DIABETE, HYPERTENSION, COMPLICATIONS RENALES...
Évidemment, il n’y a pas que des complications dermatologiques
ou médicales liées à la pratique du « khessal». Des complications
générales, comme le diabète, l’hypertension artérielle, ont été
relevées. Et « ces maladies seraient plus fréquentes chez les pratiquantes
de la dépigmentation artificielle avec des produits à base de corticoïdes
que chez celles qui n’en utilisent pas », affirme Dr Fatimata Ly.
À côté, il y a les complications rénales, les neuropathies, occasionnées
par l’utilisation de produits à base de mercure et les complications
au cours de la grossesse. En effet, constate la présidente de AIIDA,
« l’utilisation de produits dépigmentants au cours de la grossesse
s’accompagne d’accidents obstétricaux, un renforcement de la pratique
étant souvent noté lors du dernier trimestre ».
DES CHIFFRES QUI PARLENT
Entre « khessal » (blanchiment) ou « léral » (éclaircissement),
le cœur des pratiquants de la dépigmentation artificielle balance.
Qu’importe, le taux de prévalence resté élevé au Sénégal avec 70
%, contre 25 % pour le Mali, relève Dr Fatimata Ly, présidente de
l’Association internationale d’information sur la dépigmentation
artificielle (AIIDA). Rien que pour le quartier de Niary Tally,
représentatif de la population de Dakar, une étude effectuée en
1999 fait état de 67 % de pratiquantes. Ce qui dénote de l’importance
épidémiologique du phénomène.
ESTHETIQUE, MODE, THERAPIE …
Pour illustrer son propos, Fatimata Ly révèle que sur un échantillon
de 368 femmes qui avaient au moins 16 ans, plus de la moitié (51
%) pratiquait la dépigmentation artificielle. Alors que 91 % des
femmes interrogées penchaient pour un « léral », les 9 % restants
disaient non à un réel blanchiment de la peau ou « khessal ».
Tel est le résultat d’une enquête menée à l’Institut d’hygiène social
(IHS) en 2000, par la présidente de (AIIDA). Qu’importe la raison
évoquée, la principale motivation est d’ordre purement esthétique
(89 % des cas) contre 11 % de femmes qui se dépigmentaient au cours
de cette période de recueil de données (2000) pour un but thérapeutique.
Des statistiques qui balaient d’un revers de la main toutes considérations
faisant de la dépigmentation artificielle « une pratique relevant
d’un traumatisme post-colonial, d’un complexe d’infériorité vis-à-vis
de la race blanche ».
L’augmentation de la pratique est notée pendant la grossesse, notamment
au cours du dernier trimestre (18 %). Ainsi, 41 % des cas ont une
relation avec un évènement à caractère social. Et dans 18 % des
cas, un événement social comme le mariage ou le baptême est souvent
retrouvé comme facteur déclenchant.
5 MILLIARDS PAR AN POUR L’ACHAT DE PRODUITS DEPIGMENTANTS
Ce sont 117 marques de produits que l’on retrouve sur le marché.

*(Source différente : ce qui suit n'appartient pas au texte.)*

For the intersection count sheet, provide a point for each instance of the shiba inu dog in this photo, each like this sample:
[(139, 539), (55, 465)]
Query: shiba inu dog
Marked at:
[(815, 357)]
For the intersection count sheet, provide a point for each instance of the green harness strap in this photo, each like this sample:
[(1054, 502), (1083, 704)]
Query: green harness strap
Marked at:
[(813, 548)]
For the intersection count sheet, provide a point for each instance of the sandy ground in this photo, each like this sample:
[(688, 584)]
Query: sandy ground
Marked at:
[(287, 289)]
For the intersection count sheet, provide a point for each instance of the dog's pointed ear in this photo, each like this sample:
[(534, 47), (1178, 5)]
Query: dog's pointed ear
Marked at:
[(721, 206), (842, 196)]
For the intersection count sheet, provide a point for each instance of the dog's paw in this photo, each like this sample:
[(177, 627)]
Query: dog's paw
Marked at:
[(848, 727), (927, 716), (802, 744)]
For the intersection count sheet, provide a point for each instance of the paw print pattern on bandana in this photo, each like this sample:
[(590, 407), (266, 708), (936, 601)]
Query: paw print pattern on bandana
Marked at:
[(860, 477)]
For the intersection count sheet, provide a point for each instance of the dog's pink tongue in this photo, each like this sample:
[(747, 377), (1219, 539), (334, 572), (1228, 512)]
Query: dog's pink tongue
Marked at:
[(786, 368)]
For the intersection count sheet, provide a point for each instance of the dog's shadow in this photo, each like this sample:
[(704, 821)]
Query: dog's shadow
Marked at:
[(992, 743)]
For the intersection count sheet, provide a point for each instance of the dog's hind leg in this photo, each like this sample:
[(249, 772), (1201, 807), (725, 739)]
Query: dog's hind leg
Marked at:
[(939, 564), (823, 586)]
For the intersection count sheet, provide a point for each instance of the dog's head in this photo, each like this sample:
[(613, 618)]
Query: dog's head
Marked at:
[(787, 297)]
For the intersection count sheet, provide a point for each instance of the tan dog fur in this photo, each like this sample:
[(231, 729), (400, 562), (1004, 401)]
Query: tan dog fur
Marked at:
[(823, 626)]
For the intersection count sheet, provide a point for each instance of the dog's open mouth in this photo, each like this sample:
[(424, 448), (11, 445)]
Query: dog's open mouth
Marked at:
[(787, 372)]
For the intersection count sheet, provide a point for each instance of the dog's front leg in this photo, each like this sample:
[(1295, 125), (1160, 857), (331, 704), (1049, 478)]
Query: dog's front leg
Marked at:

Chaque mois, une pratiquante peut utiliser jusqu’à 4 tubes de produits
dépigmentants. Soit entre 15 et 350 grammes pour une valeur se situant
entre 2.500 à 25.000 F CFA par mois. Ces sommes cumulées font état
des dépenses liées à l’achat de produits dépigmentants pouvant aller
jusqu’à 5 milliards par an, soutient Dr Fatimata Ly, présidente
de AIIDA.
Par rapport au contrôle de l’autorité publique sur l’importation
de produits destinés au « khessal » et évoqué par certains participants,
le chef du service Dermatologie de l’IHS pense que la législation
doit jouer son rôle dans la réglementation des produits distribués.
Au regard des conséquences dévastatrices liées à la pratique de
la dépigmentation artificielle retrouvée dans toutes les couches
de la population indépendamment du statut socio-professionnel, du
niveau d’instruction, de la religion, une participante à l’atelier
de sensibilisation sur les complications médicales liées à la DA
recommande de valoriser davantage la peau noire. Au lieu, dit-elle,
de juste se limiter à dégager les conséquences.
Seulement, note le chef du service Dermatologie de l’IHS « tout
discours moralisateur, toute tentative répressive sont voués à l’échec.
Il faut sensibiliser et éviter la stigmatisation ».